Norway’s $1.9 trillion sovereign wealth fund has announced the sale of its holdings in 11 Israeli companies and the termination of all contracts with external managers for its Israeli portfolio, as it bows to public pressure over investments linked to the Gaza war.
The Fund also formally known as Norges Bank Investment Management (NBIM), appears to be selectively divesting from a handful of firms while maintaining broader exposure to Israel’s financial markets. Domestic unease over civilian suffering in Gaza has intensified calls for action.
Although NBIM predominantly tracks global equity and bond indices, it retains scope for active management. The organisation has now confirmed it will cease all active investment strategies in Israel.
Before the latest sell-off, its Israeli exposure amounted to roughly 0.1 percent of the total portfolio, around $2 billion. Shares in the 11 non-index companies have now been sold, and the fund will continue to hold stakes in certain index-listed Israeli firms.
Despite these withdrawals, Stuart Livingstone-Wallace, analyst at Bloomberg noted that Israeli financial assets, particularly in technology and equities remain robust.
“Israeli assets as a whole don’t seem to be suffering. They are amongst the best performing in the world”, he noted.
“So if you look at the Tel Aviv Stock Exchange, it was one of the best-performing equity benchmarks in the world in the first six months. The shekel was one of the best-performing currencies. In the last four months, IPO volume has tripled.
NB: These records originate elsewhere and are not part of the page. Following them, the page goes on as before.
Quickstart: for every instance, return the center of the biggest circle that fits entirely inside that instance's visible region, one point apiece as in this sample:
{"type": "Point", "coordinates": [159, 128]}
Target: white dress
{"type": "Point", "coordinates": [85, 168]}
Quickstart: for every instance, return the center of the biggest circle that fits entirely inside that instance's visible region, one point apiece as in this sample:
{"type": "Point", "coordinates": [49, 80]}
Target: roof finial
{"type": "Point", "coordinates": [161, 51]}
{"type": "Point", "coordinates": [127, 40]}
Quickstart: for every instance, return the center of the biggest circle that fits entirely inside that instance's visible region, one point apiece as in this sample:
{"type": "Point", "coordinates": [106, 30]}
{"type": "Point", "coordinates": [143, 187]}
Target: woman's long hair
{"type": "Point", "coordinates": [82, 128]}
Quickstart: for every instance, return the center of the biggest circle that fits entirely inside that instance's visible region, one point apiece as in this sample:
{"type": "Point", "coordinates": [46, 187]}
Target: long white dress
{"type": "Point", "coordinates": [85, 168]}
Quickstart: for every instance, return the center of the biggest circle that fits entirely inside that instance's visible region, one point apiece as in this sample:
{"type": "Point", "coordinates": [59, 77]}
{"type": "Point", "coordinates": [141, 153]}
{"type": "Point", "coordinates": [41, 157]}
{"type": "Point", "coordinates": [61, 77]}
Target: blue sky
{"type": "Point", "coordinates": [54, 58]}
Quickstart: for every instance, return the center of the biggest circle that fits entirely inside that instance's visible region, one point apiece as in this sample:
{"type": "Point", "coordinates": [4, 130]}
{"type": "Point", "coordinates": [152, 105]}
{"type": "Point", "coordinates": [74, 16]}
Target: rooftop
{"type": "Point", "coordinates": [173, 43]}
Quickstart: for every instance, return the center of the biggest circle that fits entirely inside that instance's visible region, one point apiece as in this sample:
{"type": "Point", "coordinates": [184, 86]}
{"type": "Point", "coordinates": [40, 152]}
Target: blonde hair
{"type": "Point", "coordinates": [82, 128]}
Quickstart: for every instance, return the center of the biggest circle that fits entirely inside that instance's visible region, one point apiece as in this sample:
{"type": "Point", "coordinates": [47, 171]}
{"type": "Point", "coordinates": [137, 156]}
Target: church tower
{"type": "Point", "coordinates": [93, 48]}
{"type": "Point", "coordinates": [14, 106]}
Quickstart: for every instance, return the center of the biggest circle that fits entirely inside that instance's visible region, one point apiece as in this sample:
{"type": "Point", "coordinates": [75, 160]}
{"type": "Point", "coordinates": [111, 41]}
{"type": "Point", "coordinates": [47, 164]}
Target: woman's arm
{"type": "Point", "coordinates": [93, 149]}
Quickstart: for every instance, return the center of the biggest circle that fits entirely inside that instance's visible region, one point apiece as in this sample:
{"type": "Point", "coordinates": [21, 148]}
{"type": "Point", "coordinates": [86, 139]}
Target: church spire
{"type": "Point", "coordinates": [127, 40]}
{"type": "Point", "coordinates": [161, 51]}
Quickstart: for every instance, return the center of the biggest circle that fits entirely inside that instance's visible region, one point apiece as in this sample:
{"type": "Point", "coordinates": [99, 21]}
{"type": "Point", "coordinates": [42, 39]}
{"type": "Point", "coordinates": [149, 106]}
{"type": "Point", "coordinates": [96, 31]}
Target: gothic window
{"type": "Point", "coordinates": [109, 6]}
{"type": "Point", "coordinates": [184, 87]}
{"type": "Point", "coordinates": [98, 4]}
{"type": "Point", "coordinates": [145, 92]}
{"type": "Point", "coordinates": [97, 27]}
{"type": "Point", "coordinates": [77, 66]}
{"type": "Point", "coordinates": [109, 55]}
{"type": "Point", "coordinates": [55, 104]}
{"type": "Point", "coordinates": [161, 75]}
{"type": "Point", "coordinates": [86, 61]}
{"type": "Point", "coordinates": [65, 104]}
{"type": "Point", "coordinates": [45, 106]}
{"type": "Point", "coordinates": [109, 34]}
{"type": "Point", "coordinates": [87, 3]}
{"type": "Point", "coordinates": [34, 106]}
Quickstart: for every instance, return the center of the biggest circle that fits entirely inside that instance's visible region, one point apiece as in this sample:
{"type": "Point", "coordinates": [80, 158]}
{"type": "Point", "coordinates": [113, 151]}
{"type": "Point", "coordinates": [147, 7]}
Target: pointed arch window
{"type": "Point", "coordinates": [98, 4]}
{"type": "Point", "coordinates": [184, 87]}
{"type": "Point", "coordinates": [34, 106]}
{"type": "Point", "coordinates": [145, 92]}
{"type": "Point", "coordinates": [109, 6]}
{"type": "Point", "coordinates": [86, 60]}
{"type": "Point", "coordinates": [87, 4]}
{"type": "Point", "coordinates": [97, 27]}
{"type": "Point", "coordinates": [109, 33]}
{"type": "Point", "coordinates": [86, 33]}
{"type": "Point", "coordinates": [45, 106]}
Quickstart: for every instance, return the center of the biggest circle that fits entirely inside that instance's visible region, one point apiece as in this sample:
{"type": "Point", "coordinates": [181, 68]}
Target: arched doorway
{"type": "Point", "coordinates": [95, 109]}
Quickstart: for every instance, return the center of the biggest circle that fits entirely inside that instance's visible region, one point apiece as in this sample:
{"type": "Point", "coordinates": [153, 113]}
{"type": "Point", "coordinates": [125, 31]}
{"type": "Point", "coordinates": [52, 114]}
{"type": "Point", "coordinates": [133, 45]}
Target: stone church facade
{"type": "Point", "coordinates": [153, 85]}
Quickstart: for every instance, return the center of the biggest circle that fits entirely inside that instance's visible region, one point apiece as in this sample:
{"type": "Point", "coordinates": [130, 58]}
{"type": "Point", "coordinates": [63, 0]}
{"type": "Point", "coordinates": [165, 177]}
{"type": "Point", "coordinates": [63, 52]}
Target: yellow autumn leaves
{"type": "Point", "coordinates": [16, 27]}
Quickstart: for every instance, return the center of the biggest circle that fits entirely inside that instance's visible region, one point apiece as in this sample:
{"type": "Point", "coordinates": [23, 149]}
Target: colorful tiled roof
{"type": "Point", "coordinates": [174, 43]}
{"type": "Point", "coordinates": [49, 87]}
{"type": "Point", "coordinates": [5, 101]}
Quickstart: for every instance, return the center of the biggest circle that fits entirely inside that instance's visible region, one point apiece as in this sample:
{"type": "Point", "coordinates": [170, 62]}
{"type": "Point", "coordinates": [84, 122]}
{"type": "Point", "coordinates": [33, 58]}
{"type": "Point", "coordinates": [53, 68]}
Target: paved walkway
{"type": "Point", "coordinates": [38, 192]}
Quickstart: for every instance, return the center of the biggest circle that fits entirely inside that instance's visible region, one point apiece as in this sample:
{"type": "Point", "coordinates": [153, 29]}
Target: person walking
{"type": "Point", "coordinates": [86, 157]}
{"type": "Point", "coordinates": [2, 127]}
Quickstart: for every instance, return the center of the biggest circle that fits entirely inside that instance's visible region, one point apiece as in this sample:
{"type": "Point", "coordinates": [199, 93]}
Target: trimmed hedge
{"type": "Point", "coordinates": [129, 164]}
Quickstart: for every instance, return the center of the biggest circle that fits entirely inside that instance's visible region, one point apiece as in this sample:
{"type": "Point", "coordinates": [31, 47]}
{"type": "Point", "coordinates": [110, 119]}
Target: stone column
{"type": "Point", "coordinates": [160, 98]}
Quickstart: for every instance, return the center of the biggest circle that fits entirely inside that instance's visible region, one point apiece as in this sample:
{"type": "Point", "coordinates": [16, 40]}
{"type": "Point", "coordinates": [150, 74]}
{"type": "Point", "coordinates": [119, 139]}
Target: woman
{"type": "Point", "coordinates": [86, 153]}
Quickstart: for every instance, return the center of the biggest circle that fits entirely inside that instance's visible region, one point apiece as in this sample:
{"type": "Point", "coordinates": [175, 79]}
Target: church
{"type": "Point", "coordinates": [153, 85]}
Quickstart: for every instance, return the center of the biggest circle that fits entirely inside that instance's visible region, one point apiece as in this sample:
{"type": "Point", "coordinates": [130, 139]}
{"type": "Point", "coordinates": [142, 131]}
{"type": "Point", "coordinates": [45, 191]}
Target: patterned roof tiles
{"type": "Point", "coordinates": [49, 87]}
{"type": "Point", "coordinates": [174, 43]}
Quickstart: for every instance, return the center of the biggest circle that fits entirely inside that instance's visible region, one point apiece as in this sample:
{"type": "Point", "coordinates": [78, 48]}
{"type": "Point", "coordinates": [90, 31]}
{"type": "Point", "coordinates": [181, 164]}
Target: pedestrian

The amount of tech investment is the highest in three years, with big names like Google, Palo Alto Networks and Nvidia making investments in Israel in the last several months”, Livingstone-Wallace said.
Experts say the sharp difference in how investors are reacting shows just how complicated the situation is. On one hand, financial indicators suggest Israel’s economy is holding up well, but on the other, serious political and humanitarian issues are still causing concern.